Announcements in the Construction Press
- Balfour Beatty has been named as the preferred bidder for Network Rail’s £1.5bn Central Track Alliance contract. Balfour Beatty, who has an 80% share in the 10-year alliance, will develop, design and deliver track renewals and crossings and other infrastructure works across the London North West, London North East and East Midland routes.
- Despite a 2% hike in turnover Kier has reported a pre-tax loss of £35.5m for the six months to the end of December 2018, compared with a profit of £34.3m a year earlier. Kier said profit performance was hurt by administrative costs related to its debt-cutting turnaround plan and a sharp rise in one-off costs associated with its Broadmoor Hospital project and Environmental Waste contract.
- Balfour Beatty reported that its order books rose by 11% to £12.6bn in its full-year earnings report. The group also reported a 10% increase in underlying pre-tax profit to £181m for the full year. Its UK construction business also hit its margin target range, turning in an underlying margin of 2.4% during the last six months of 2018.

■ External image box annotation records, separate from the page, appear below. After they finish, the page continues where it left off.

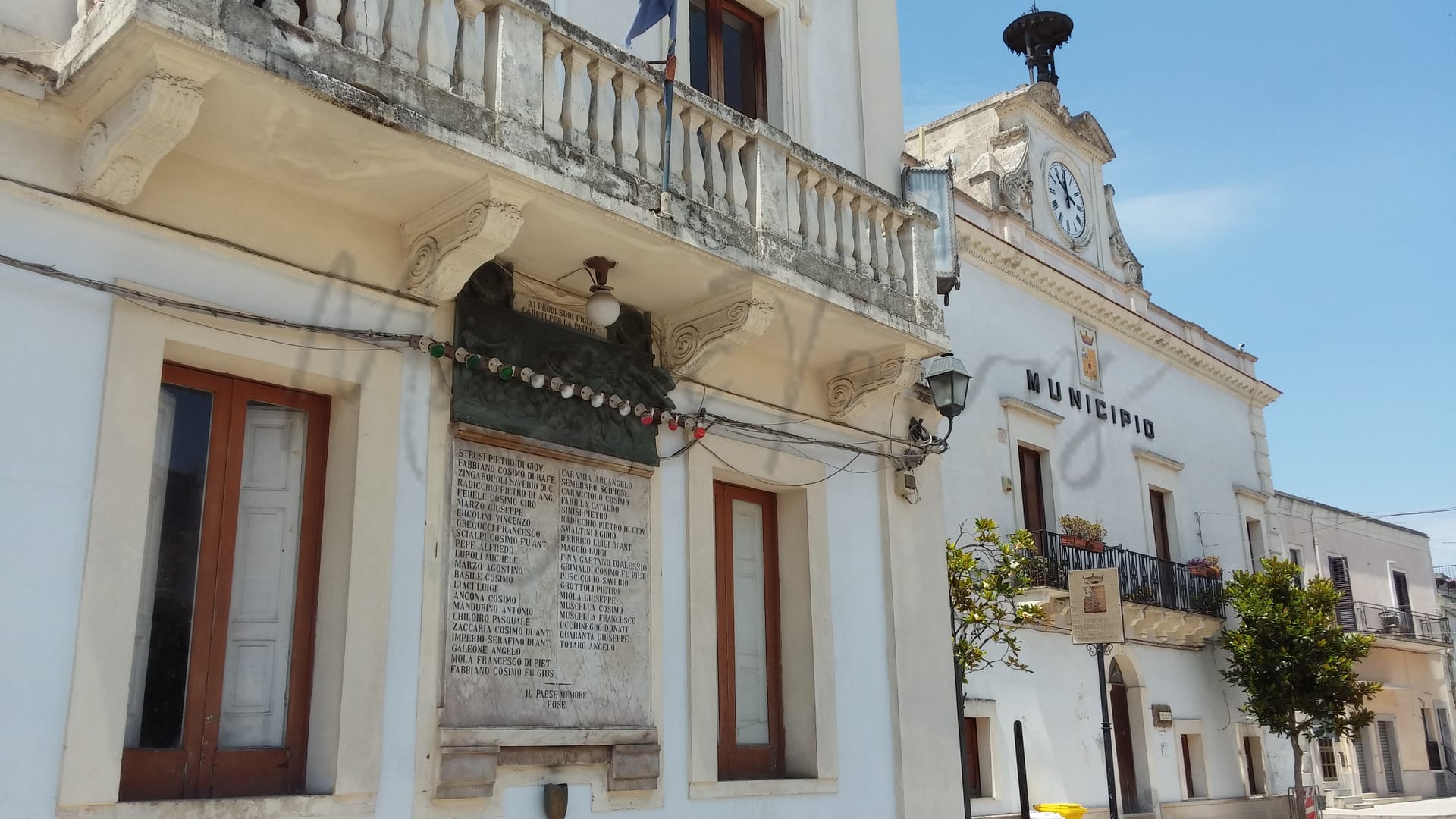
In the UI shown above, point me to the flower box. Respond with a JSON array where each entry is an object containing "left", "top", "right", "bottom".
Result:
[{"left": 1062, "top": 535, "right": 1106, "bottom": 552}]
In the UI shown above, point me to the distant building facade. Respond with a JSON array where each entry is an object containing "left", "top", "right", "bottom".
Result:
[
  {"left": 1271, "top": 493, "right": 1456, "bottom": 808},
  {"left": 905, "top": 47, "right": 1293, "bottom": 819}
]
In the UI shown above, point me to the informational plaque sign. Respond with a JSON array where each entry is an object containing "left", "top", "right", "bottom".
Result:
[
  {"left": 441, "top": 438, "right": 652, "bottom": 729},
  {"left": 1067, "top": 568, "right": 1127, "bottom": 645}
]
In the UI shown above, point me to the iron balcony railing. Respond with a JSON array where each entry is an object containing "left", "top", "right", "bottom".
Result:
[
  {"left": 1337, "top": 602, "right": 1451, "bottom": 645},
  {"left": 1032, "top": 532, "right": 1225, "bottom": 618}
]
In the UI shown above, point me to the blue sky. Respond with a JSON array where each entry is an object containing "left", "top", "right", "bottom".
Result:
[{"left": 900, "top": 0, "right": 1456, "bottom": 564}]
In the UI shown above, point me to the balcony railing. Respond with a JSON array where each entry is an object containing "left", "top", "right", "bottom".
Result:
[
  {"left": 1032, "top": 532, "right": 1225, "bottom": 618},
  {"left": 62, "top": 0, "right": 943, "bottom": 325},
  {"left": 1337, "top": 602, "right": 1451, "bottom": 645}
]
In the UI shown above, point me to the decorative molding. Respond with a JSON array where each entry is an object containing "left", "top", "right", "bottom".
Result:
[
  {"left": 1002, "top": 395, "right": 1065, "bottom": 424},
  {"left": 996, "top": 83, "right": 1117, "bottom": 162},
  {"left": 400, "top": 180, "right": 530, "bottom": 305},
  {"left": 76, "top": 71, "right": 202, "bottom": 206},
  {"left": 959, "top": 229, "right": 1280, "bottom": 406},
  {"left": 663, "top": 283, "right": 774, "bottom": 376},
  {"left": 826, "top": 345, "right": 920, "bottom": 421},
  {"left": 1102, "top": 184, "right": 1143, "bottom": 287},
  {"left": 1133, "top": 446, "right": 1184, "bottom": 472}
]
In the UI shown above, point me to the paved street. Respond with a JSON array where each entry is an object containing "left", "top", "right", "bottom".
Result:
[{"left": 1325, "top": 797, "right": 1456, "bottom": 819}]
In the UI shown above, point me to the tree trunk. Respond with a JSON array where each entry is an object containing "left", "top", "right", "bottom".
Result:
[{"left": 1288, "top": 730, "right": 1304, "bottom": 819}]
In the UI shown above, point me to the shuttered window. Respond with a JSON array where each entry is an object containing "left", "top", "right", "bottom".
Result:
[{"left": 119, "top": 364, "right": 329, "bottom": 800}]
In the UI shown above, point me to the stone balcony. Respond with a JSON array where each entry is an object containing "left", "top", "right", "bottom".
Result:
[{"left": 33, "top": 0, "right": 946, "bottom": 347}]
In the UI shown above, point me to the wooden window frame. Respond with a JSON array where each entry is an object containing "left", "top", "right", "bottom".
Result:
[
  {"left": 118, "top": 363, "right": 329, "bottom": 802},
  {"left": 714, "top": 481, "right": 785, "bottom": 780},
  {"left": 689, "top": 0, "right": 769, "bottom": 120},
  {"left": 961, "top": 717, "right": 986, "bottom": 799}
]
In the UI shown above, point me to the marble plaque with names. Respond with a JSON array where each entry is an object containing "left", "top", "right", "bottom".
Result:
[{"left": 441, "top": 438, "right": 652, "bottom": 729}]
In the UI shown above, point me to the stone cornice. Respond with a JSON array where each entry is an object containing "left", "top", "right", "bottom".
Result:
[
  {"left": 1002, "top": 395, "right": 1065, "bottom": 424},
  {"left": 1133, "top": 446, "right": 1184, "bottom": 472},
  {"left": 959, "top": 220, "right": 1280, "bottom": 406}
]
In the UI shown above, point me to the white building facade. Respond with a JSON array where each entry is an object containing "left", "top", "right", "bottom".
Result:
[
  {"left": 1271, "top": 493, "right": 1456, "bottom": 808},
  {"left": 0, "top": 0, "right": 961, "bottom": 819},
  {"left": 905, "top": 74, "right": 1293, "bottom": 817}
]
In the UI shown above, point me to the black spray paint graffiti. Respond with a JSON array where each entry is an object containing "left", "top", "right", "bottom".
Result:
[{"left": 1027, "top": 369, "right": 1156, "bottom": 440}]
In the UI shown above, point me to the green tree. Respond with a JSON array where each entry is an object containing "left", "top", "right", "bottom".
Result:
[
  {"left": 1219, "top": 557, "right": 1380, "bottom": 806},
  {"left": 945, "top": 517, "right": 1046, "bottom": 682}
]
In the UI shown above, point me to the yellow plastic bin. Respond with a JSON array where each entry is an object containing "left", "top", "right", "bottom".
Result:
[{"left": 1037, "top": 802, "right": 1087, "bottom": 819}]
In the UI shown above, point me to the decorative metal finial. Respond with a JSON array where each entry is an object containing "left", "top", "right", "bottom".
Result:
[{"left": 1002, "top": 3, "right": 1072, "bottom": 84}]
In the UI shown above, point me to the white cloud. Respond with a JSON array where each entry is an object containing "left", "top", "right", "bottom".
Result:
[{"left": 1114, "top": 187, "right": 1260, "bottom": 248}]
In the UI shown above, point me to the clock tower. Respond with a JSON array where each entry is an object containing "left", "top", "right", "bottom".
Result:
[{"left": 907, "top": 8, "right": 1143, "bottom": 287}]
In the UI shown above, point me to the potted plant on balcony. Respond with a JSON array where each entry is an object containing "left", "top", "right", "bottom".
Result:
[
  {"left": 1057, "top": 514, "right": 1106, "bottom": 552},
  {"left": 1188, "top": 555, "right": 1223, "bottom": 579}
]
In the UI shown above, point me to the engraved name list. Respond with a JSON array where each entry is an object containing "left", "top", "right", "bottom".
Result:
[{"left": 443, "top": 440, "right": 652, "bottom": 729}]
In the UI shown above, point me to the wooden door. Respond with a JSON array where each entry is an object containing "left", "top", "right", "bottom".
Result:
[
  {"left": 1016, "top": 446, "right": 1046, "bottom": 533},
  {"left": 1111, "top": 673, "right": 1138, "bottom": 813},
  {"left": 119, "top": 364, "right": 329, "bottom": 800},
  {"left": 1147, "top": 490, "right": 1172, "bottom": 560}
]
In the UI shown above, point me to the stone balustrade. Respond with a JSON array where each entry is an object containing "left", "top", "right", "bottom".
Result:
[{"left": 54, "top": 0, "right": 943, "bottom": 325}]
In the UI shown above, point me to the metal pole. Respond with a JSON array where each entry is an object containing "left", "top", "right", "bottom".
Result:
[
  {"left": 657, "top": 0, "right": 677, "bottom": 217},
  {"left": 1097, "top": 642, "right": 1119, "bottom": 819},
  {"left": 1012, "top": 720, "right": 1031, "bottom": 819}
]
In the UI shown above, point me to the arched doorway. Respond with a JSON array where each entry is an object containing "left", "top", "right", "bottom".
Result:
[{"left": 1108, "top": 661, "right": 1138, "bottom": 813}]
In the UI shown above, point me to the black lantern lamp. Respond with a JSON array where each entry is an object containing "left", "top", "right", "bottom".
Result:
[
  {"left": 910, "top": 353, "right": 971, "bottom": 455},
  {"left": 920, "top": 353, "right": 971, "bottom": 419}
]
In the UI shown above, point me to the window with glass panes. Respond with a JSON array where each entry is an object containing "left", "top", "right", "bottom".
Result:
[
  {"left": 119, "top": 364, "right": 329, "bottom": 800},
  {"left": 714, "top": 482, "right": 785, "bottom": 780},
  {"left": 687, "top": 0, "right": 767, "bottom": 120}
]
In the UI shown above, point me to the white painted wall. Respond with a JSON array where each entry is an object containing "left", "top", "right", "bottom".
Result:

- Crossrail chief executive Mark Wild has revealed the scale of work that needs to be completed before Crossrail stations become operational. He said:
“The other major challenge [beside fit-out, testing and commissioning] at stations is completing the extensive communications systems installation that we need to deliver an operational station.”

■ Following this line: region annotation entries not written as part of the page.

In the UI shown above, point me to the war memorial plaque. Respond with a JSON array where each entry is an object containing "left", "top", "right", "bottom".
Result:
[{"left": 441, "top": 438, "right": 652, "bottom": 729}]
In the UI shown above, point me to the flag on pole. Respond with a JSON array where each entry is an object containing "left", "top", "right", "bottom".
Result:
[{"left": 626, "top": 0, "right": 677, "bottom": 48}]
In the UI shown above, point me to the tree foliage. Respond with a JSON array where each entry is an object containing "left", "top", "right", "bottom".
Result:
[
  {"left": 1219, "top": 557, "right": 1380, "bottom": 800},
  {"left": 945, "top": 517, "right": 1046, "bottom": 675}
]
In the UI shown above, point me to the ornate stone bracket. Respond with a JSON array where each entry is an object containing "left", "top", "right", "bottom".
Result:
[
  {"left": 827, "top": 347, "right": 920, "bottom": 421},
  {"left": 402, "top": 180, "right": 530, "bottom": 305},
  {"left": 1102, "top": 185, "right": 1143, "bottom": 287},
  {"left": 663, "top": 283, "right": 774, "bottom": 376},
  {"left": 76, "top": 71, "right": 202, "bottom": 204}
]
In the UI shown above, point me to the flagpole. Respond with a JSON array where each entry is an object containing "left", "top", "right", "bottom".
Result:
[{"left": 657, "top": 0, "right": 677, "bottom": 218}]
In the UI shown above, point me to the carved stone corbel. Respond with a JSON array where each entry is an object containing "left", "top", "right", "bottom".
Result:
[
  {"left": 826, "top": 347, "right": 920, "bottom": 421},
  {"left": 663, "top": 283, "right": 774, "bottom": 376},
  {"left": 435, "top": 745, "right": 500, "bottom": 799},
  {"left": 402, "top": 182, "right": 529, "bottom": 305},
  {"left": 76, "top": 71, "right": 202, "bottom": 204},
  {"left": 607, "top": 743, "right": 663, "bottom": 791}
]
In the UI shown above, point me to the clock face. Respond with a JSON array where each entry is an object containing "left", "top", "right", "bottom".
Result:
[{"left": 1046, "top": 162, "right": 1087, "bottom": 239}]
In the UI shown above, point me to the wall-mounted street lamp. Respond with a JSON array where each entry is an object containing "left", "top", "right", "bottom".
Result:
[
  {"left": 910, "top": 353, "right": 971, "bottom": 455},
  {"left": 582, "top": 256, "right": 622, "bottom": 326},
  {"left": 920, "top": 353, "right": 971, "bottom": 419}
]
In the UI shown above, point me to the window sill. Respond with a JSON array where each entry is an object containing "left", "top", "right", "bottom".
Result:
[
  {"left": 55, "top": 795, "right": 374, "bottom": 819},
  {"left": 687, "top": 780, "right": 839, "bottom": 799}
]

“Each Elizabeth line station has over 50 km of comms cabling, 200 CCTV cameras, 66 information displays, 200 radio antennas, 750 loudspeakers and 50 help points. All this technology needs to be fully installed, tested and integrated.”Mark Wild, Crossrail
- HS2 chair Allan Cook has said that he does not believe the project's £55.7bn budget, which was laid out in 2015, would be increased by the transport department. Fronting the House of Commons transport committee he said that he does not expect any more money to be made available for the project.
- The Building Research Establishment (BRE) has introduced a pre-approval process for its Environmental Assessment Method (BREEAM) sustainability certification scheme. Developers with several projects of a general specification can now get them evaluated by BRE Global all together and up-front, helping to streamline work on several similar projects in parallel.
- Wates saw a 9% drop in revenue at its construction business compared to 2017. The contractor said the reduction was “a residual effect of the deceleration in the market in the quarters before and after the EU referendum”. However, the firm has still managed to post a pre-tax profit of £35.9m and said it had a pipeline of £5.4bn heading into 2019.